Onhub TP-LINK TGR1900 future support?

@dadogroove, Great, dual core is working now after upgrading using your asus sysupgrade non-CT file (openwrt-ipq806x-chromium-asus_onhub-squashfs-sysupgrade.bin)

are there any outstanding issues with these latest image?

Thanks again.

Thanks for the extra details. This highlights an extra problem I forgot: I didn't add kmod-ramoops to DEVICE_PACKAGES, so it doesn't get included by default. (I've enabled it for my own local builds.) If you are feeling adventurous, you could enable kmod-ramoops for your own builds too.

Separately, I noticed another problem: the kmod-ramoops package will log panics, but it won't log kernel messages for other occasions, like clean reboots, or the kernel messages leading up to a hardware watchdog event. I can fix that by enabling CONFIG_PSTORE_CONSOLE=y in the kernel -- I might send such a patch, to improve the ramoops logging in the future.

In the meantime, I've already been running 1 OnHub with these logging fixes, and it rebooted with no explanation recently. Unfortunately, that log shows nothing useful in the ramoops dump. This suggests the kernel didn't print anything useful, but there was likely a hardware watchdog event or similar that caused the reboot.

So, that doesn't give me very many leads at the moment.

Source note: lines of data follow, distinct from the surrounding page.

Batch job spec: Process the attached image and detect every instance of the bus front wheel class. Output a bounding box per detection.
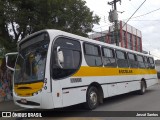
[84,86,99,110]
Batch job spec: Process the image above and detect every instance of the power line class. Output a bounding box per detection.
[125,1,144,29]
[122,7,160,21]
[128,20,160,21]
[122,0,146,28]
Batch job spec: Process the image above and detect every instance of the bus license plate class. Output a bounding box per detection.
[21,99,27,103]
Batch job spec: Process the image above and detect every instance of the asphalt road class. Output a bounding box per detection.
[95,84,160,111]
[1,84,160,120]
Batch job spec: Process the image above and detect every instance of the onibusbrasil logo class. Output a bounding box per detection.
[2,112,42,118]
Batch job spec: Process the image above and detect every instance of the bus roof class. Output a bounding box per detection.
[18,29,153,58]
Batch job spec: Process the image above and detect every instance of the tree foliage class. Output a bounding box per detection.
[0,0,100,51]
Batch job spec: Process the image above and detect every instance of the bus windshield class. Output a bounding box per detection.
[14,33,49,84]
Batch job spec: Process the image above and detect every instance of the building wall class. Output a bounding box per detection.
[108,21,142,52]
[89,21,143,52]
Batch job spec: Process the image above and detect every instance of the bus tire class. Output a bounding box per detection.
[138,81,146,95]
[84,86,99,110]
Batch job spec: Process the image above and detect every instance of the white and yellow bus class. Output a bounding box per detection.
[6,29,158,110]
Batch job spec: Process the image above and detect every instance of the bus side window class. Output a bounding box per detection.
[128,53,138,68]
[52,37,82,79]
[102,47,117,67]
[137,55,145,68]
[116,50,128,68]
[149,57,155,69]
[83,43,102,66]
[144,56,149,69]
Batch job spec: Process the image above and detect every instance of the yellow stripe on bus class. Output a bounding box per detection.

One other data point: I have 3 OnHubs running (1 ASUS and 2 TP-Link), and only 1 of them (my TP-Link test device) has rebooted like this. The other 2 have been running without issue for ~18 days. There are two main differences between the good and bad:

  1. The good ones are running an image based off commit 895f38ca1efe. The bad one is running off commit 7396263680b9.
  2. The good ones are actively running a mesh network that I occasionally use. The bad one is just sitting idle on my desk most of the time, with no wireless active.

I'd guess that difference #2 (usage pattern) is more relevant than #1, since the ipq806x-related changes between the two are minimal. But I suppose there's always room for regression in there. For one, there are some 5.15.x kernel bumps in there.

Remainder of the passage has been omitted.